In any case, I hear the loose-limbed, Americana-tinged “A Gift From a Holiday” as a song with a moment, and that moment is in the casually delivered chorus, specifically that part of it when the rhythm of the lyrics changes, and orients for an extended line into three-syllable clumps (e.g. “wooden bench,” “left you on,” “crumbling”—and yes that last one is not strictly three syllables but is here pronounced that way). It’s an arresting moment, seeming to arise naturally from the story, and yet also with an air of oddness about it. What prompted that change, and how did this turn into the chorus? And what a strange chorus it is, lacking the sort of short, repeated phrase one expects, instead using two complete sets of lyrics with the same music, meaning we get another round of those syllable triplets (“picked me up,” “dragged me home,” et al), even more definitive-sounding this time. And not content for one good moment, “A Gift For a Holiday” offers another, beginning at 1:56, and it’s longer but still not really a hook. Here, the song shifts into a new section, neither chorus nor verse, with a sing-songy, declarative melody that repeats for 40 seconds before leading us into the extended instrumental section that becomes the song’s finale.

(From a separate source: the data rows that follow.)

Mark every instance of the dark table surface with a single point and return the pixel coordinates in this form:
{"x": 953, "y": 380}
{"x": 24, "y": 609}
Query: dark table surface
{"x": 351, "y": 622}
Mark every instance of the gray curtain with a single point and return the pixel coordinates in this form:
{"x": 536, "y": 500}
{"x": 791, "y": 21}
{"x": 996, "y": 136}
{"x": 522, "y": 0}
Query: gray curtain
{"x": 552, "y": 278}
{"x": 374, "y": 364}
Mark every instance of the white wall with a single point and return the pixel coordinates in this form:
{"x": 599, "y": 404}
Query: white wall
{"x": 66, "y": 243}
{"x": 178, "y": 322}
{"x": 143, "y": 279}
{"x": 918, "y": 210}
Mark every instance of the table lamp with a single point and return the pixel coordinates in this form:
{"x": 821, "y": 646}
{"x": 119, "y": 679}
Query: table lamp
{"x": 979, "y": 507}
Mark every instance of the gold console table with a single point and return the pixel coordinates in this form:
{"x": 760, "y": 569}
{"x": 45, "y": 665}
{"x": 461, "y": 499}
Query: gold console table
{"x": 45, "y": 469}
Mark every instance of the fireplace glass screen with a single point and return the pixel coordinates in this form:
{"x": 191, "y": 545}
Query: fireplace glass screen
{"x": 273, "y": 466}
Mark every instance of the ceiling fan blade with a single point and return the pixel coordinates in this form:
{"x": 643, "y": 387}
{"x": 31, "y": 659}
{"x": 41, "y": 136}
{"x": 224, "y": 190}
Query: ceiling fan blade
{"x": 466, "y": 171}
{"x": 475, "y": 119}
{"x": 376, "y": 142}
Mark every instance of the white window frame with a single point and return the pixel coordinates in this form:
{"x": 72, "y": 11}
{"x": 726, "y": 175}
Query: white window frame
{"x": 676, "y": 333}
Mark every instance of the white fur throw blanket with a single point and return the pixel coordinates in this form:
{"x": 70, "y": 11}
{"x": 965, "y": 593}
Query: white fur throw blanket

And maybe we can rightfully expect moment- rather than hook-songs from a project like this one, which gathered six musicians from a variety of Chicago-based bands (including Bound Stems and Chin Up Chin Up) over a couple of winter weekends just to make music, have fun, and see what happened. As it turned out, an album happened, which they called Piecemeal, reflecting the project’s makeshift origins. Released digitally this week via Abandoned Love Records, the album has also been available directly from the band via Bandcamp, where you can name your own price. MP3 via Abandoned Love.